東芝は13年、19年9月から20年間にわたって、米国産の天然ガスであるシェールガス由来のLNGを年間220万トン調達する契約を米企業と結んだ。11年の東日本大震災後、国内では原発の再稼働が進まず、火力発電用のLNGの需要が急増。日本が輸入していた中東などのLNG価格は原油価格に連動しており、当時は高騰していた。このため東芝は、当時割安だった米国産シェールガス由来のLNGを調達し、低価格を武器に、自社が製造している火力発電設備とセットで電力会社などに販売しようと計画した。しかし、もくろみは崩れた。原油価格は14年ごろから急落し、中東産などのLNG価格も下落。米国産シェールガス由来のLNGの価格競争力が失われたからだ。
 東芝はこれまでに、調達予定のLNGの半分以上を販売する基本合意書を結んだが、法的拘束力はなく「条件次第では買い取ってもらえない」(広報)という。東京電力フュエル&パワーと中部電力が折半出資する「JERA(ジェラ)」が販売先を紹介する支援をしているが、ジェラは「東芝からLNGを買い取ることはない」としている。
 一方で東芝は、販売先の有無にかかわらず、19年から米企業にLNGの代金を支払う契約になっており、販売先が見つからなければ19年3月期から損失を計上しなければならない。20年間売れない場合の損失は計約1兆円に上ると想定している。「財務基盤が弱い東芝が、米原発事業の巨額損失に加えてLNG事業のリスクに耐えられるのか」(アナリスト)との懸念は強く、経営の新たな火種となる恐れがある。
(3月8日、毎日新聞)

【東芝が米原発損失で決算再延期 期限1カ月、上場廃止も】
 経営再建中の東芝が、14日に予定していた平成28年4〜12月期決算発表を再延期する方針を固めたことが13日、分かった。米原発子会社ウェスチングハウス・エレクトリック(WH)で浮上した内部統制の問題をめぐり、米国の監査法人から了承を得られないため。14日が四半期報告書の関東財務局への提出期限だった。財務局は再延期を認め、約1カ月の延期になる見通しだが、再延期した期限に間に合わなければ東芝株は上場廃止が現実味を帯びる。関係者によると、東芝は主力取引銀行に「14日の発表は厳しい」と伝えた。
 東芝は、当初予定していた2月14日の決算発表も同日に急遽(きゅうきょ)延期した。WHのダニー・ロデリック会長らが、7125億円を見込む巨額損失を減らすよう部下に圧力をかけた疑惑が浮上し、決算に影響が出る可能性が出る疑念が生じたためというのが理由だった。しかし、提出期限を3月14日まで延期することが認められた後も、日米の監査法人の間で疑惑をめぐる見解が一致しなかった。
 仮に財務局が再延期を認めなければ、東京証券取引所は東芝株を上場廃止の恐れがある「監理銘柄」に指定。さらに8営業日後の27日までに提出できない場合「整理銘柄」に移り、約1カ月後に上場廃止となる。
(3月14日、産経新聞)

「弱り目に祟り目」だな。アメリカに「ババを握らされている」観がハンパないけど、これは騙された方が悪い。問題は「自己責任論」が適用されるかどうか、なのだが。

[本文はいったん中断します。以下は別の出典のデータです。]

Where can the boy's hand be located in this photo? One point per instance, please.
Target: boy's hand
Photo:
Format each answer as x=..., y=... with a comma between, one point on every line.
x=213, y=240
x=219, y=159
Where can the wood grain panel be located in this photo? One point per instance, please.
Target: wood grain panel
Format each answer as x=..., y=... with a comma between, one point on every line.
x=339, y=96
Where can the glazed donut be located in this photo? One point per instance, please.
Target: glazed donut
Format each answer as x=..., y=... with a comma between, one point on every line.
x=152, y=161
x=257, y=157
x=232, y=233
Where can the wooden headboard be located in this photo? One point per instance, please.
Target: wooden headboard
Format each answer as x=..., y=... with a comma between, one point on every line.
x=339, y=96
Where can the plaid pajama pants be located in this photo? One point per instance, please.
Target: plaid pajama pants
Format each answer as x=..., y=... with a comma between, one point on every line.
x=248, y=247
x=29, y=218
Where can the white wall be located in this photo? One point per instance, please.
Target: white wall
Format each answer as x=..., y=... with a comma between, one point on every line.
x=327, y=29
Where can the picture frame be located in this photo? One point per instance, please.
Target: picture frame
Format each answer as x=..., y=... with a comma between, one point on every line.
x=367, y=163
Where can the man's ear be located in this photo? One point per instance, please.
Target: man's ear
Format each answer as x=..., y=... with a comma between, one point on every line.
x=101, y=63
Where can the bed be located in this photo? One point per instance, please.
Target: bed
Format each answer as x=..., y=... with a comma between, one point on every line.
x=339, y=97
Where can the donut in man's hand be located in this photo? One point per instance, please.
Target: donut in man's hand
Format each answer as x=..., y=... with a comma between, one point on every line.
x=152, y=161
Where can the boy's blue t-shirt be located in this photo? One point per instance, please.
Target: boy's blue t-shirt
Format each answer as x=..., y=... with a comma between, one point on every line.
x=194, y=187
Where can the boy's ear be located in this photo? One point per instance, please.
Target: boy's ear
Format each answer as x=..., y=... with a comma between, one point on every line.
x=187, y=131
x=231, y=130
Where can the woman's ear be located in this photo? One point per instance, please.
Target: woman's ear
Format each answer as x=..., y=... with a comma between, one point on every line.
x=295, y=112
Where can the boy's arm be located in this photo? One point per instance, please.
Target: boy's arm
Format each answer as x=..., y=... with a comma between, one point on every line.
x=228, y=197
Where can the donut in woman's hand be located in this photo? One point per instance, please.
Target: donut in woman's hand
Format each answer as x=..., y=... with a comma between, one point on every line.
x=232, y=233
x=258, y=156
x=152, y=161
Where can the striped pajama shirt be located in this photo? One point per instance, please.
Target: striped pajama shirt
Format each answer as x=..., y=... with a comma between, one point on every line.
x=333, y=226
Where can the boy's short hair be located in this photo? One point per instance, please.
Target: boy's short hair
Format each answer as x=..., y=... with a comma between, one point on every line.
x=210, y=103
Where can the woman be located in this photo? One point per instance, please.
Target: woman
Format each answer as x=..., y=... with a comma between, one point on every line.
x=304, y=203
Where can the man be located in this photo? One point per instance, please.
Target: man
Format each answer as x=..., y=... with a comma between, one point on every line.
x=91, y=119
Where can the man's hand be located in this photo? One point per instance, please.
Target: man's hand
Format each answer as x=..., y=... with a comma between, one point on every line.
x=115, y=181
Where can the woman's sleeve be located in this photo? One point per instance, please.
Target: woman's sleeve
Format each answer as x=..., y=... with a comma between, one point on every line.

東芝はFreeport LNGとの間で年間220万トンのLNG購入契約を締結していて、「Take or Pay」契約の関係で、市況が下がっても契約価格での引取り、または固定費の支払いが必要となる模様。
もともと東芝の狙いは、LNG発電機との抱き合わせ販売にあったようだが、そもそも「抱き合わせ」に需要があったのか、どのような見通しで計画が認可されたのか、リスク評価はどうなっていたのか、疑問はつきない。一電機メーカーが資源取引に手を出していること自体、信じられないギャンブルなのだが、推測するに大バクチを打たねばならないくらいに、東芝が追い詰められているということだろう。これは行動経済学でも言われていることだが、人間は負けが込むほど大穴に張ろうとする傾向を強めるのだ。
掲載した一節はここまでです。